For example, solve this : $x^2 +2x +3 = 10y^2+11y+12$ with x,y integers
I can reduce this equation into this : $Y^2-40X^2=-279$ with $X=x+1$ and $Y=20y+11$
Now I need to find the primitive solutions of this equation but i don't know how to do it. And these primitive solutions that make it possible to find general solutions must be in a very specific form. Here, $Y=11 $ mod $ 20$. Any help would be appreciated.
EDIT : I did a mistake in the basic equation.

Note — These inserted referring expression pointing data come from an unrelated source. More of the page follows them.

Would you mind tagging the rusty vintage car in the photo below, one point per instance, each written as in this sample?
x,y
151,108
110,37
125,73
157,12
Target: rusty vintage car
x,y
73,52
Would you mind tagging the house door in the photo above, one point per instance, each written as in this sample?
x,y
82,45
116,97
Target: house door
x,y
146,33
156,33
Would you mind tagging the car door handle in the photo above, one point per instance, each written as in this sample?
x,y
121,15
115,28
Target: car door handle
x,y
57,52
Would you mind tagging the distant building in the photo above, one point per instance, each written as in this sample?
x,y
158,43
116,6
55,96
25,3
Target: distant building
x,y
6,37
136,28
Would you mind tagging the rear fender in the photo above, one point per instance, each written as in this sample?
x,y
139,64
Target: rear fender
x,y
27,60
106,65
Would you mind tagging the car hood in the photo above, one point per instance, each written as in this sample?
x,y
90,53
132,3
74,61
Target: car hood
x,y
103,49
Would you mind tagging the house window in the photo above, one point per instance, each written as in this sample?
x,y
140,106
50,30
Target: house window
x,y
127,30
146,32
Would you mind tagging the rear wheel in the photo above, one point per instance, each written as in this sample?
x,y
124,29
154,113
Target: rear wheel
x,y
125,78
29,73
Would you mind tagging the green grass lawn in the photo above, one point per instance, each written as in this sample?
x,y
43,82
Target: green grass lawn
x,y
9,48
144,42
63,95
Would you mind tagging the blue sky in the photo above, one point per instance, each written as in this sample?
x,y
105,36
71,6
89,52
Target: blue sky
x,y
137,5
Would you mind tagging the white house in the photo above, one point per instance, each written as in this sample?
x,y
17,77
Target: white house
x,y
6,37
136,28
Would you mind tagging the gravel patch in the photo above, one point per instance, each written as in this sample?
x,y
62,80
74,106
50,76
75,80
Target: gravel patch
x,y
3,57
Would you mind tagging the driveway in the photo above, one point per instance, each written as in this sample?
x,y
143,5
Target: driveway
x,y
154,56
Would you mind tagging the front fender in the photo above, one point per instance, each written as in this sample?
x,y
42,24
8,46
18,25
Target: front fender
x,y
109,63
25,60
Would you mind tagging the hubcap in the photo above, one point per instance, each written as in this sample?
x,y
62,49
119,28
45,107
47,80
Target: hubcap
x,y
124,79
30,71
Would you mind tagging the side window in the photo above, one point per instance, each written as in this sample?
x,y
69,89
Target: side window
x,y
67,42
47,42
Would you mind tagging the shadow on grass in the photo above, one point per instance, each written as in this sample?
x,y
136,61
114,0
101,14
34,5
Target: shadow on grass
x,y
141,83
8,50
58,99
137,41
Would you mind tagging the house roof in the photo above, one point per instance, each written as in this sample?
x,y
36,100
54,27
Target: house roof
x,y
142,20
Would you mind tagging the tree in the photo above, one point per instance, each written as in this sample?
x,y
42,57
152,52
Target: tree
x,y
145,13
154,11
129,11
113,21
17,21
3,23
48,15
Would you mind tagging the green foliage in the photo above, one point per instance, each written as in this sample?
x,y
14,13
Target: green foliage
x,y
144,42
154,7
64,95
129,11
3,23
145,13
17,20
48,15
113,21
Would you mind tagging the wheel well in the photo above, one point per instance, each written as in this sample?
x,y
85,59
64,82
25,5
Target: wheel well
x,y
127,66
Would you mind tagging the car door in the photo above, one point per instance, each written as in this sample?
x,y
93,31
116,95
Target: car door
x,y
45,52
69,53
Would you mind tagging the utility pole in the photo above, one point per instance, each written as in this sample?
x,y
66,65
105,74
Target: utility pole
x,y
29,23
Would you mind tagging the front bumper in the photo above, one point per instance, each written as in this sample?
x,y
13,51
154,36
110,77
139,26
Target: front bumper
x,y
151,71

I changed it.
This is not a complete answer,
but I did some calculations and found the following solutions to $Y^2-40X^2=-279: $
$(Y,X)=$ $ (9,3), (19,4), (41,7), (61, 10), (119, 19), $ and $(189,30)$.
If $(Y,X)$ is a solution, then so are $(-Y,X), (Y,-X), $ $(-Y,-X),$
and $(19Y+120X,3Y+19X)$. [Note: $19^2-40\cdot3^2=1$.]
Then we need to take solutions where $Y=20y+11$,
such as $(-9,\pm3), (-189,\pm30), $ and $(531,\pm84)$, which yield solutions $(y,x)=$
$(-1,-4), (-1, 2), (-10,-31), (-10, 29), (26, -85), $ and $(26,83)$ to your original equation.